La casualidad – o los designios de las distribuidoras – ha querido que este 2016 empiece con dos importantes estrenos situados, al menos de entrada, en el terreno del western. Hablamos de Los odiosos ocho (The Hateful Eight, de Quentin Tarantino) y de El renacido (The Revenant, de Alejandro González Iñárritu). En el caso de Tarantino, se trata de su segunda incursión en el género tras la memorable Django desencadenado (Django Unchained, 2012). El cineasta de Tennessee rescata parte del elenco de su película anterior y esta vez devuelve el protagonismo a un Samuel L. Jackson en estado de gracia. Además, saca del baúl cinematográfico a Michael Madsen y a Tim Roth, que no veíamos compartiendo escena desde que dejaran hecho un cristo el garaje de Reservoir dogs. Por si esto fuera poco, la banda sonora corre a cargo de un peso pesado del género como Ennio Morricone. Muchos buenos presagios que se ven, en parte, truncados por culpa de un lamentable tramo final.

El octavo filme del director de Pulp Fiction transcurre casi en su totalidad en el interior de una mercería perdida en las montañas de Wyoming, donde un grupo variopinto de personajes debe refugiarse de la ventisca. La premisa no podía ser más teatral y por eso sorprende el formato elegido por Tarantino a la hora de filmar la película. Amante del celuloide no sólo en su sentido figurado sino también en el literal, esta vez ha optado por rodar con el vetusto formato Ultra Panavision 70, un mastodonte que no se usaba desde 1965 y que ha obligado a cambiar la lente del proyector al único cine de España que proyecta la película tal y como lo querría Tarantino (la sala Phenomena, de Barcelona). Si rodar una película de interiores en 70 milímetros es, hoy por hoy, el equivalente cinematográfico a grabar un discurso de Mariano Rajoy en 3D, el formato ultrapanorámico sí se revela como un gran recurso que Tarantino usa con maestría. Cuando no opta por el travelling circular al que nos tiene acostumbrados, el cineasta convierte los planos fijos en una larga rendija por la que vemos desfilar (y conspirar) a los personajes.

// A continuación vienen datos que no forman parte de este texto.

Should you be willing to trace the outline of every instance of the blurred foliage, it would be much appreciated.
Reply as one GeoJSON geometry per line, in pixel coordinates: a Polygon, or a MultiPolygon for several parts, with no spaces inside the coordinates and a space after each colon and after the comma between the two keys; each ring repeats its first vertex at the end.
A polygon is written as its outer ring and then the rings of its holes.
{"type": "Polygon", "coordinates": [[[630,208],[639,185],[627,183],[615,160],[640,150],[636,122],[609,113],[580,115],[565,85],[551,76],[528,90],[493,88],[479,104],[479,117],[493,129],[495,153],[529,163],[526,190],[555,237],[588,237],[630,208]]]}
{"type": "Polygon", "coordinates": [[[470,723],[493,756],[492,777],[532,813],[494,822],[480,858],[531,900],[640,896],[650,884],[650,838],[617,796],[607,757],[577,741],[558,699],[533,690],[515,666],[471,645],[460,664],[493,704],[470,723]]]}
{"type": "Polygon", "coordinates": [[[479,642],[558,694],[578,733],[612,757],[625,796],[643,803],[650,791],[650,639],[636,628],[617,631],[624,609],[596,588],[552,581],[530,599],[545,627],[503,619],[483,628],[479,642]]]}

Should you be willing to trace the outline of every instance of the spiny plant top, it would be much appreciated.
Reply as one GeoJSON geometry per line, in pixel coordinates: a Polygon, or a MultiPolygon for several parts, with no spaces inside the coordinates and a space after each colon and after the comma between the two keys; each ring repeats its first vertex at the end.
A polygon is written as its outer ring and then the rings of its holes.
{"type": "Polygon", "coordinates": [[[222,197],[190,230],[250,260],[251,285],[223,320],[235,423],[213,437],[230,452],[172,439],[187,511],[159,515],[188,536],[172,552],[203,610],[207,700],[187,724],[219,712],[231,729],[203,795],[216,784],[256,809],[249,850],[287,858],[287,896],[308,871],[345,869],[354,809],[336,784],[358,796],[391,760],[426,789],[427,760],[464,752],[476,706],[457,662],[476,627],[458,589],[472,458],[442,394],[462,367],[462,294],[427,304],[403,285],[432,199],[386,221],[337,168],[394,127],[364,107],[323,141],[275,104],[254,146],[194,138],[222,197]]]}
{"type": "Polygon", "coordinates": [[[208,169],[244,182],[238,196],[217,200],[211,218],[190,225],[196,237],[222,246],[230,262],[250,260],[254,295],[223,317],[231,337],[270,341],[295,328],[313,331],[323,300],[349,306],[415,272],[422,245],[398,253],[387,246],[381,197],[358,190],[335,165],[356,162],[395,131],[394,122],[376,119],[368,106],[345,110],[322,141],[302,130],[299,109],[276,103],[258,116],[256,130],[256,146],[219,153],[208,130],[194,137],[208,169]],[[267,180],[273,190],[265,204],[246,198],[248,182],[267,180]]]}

Hablando de personajes, la gran sorpresa del film es Walton Goggins, que termina metiéndose al público en el bolsillo con su interpretación del ¿sheriff? Chris Mannix. Es él quien se encarga de ponerle el ‘spaghetti’ al western, con unos manierismos propios de un bandido de Sergio Leone y la cara aceitosa y morena a la que nos tenían acostumbrados los americanos postizos que vaciaban su revolver en el desierto de Almería. Por lo que respecta al resto de personajes, la mayoría de los actores que les dan vida están a la altura de las circunstancias. Samuel L. Jackson tiene algunas de las mejores frases de la película y sabe cómo entregarlas; Kurt Russell llena de matices a su caza-recompensas otoñal; Bruce Dern refina el personaje de viejo desorientado que ya había interpretado en la celebrada Nebraska y hasta el mexicano estereotípico de Demián Bichir parece esconder un mundo cuando nos mira de reojo. Da más o menos la talla Tim Roth, aunque su personaje parece una versión descafeinada del que interpretaba Christoph Waltz en Django desencadenado. En el otro extremo, en términos de calidad interpretativa, encontramos a Michael Madsen y a Jennifer Jason Leigh. El primero ofrece una interpretación tan acartonada como su cara y parece que esté allí haciendo un cameo. Jennifer Jason Leigh, por su parte, convierte a su maltratado personaje en una caricatura, ofreciéndonos un lamentable ejercicio de expresiones faciales que parecen sacadas de una película de dibujos animada por un cocainómano.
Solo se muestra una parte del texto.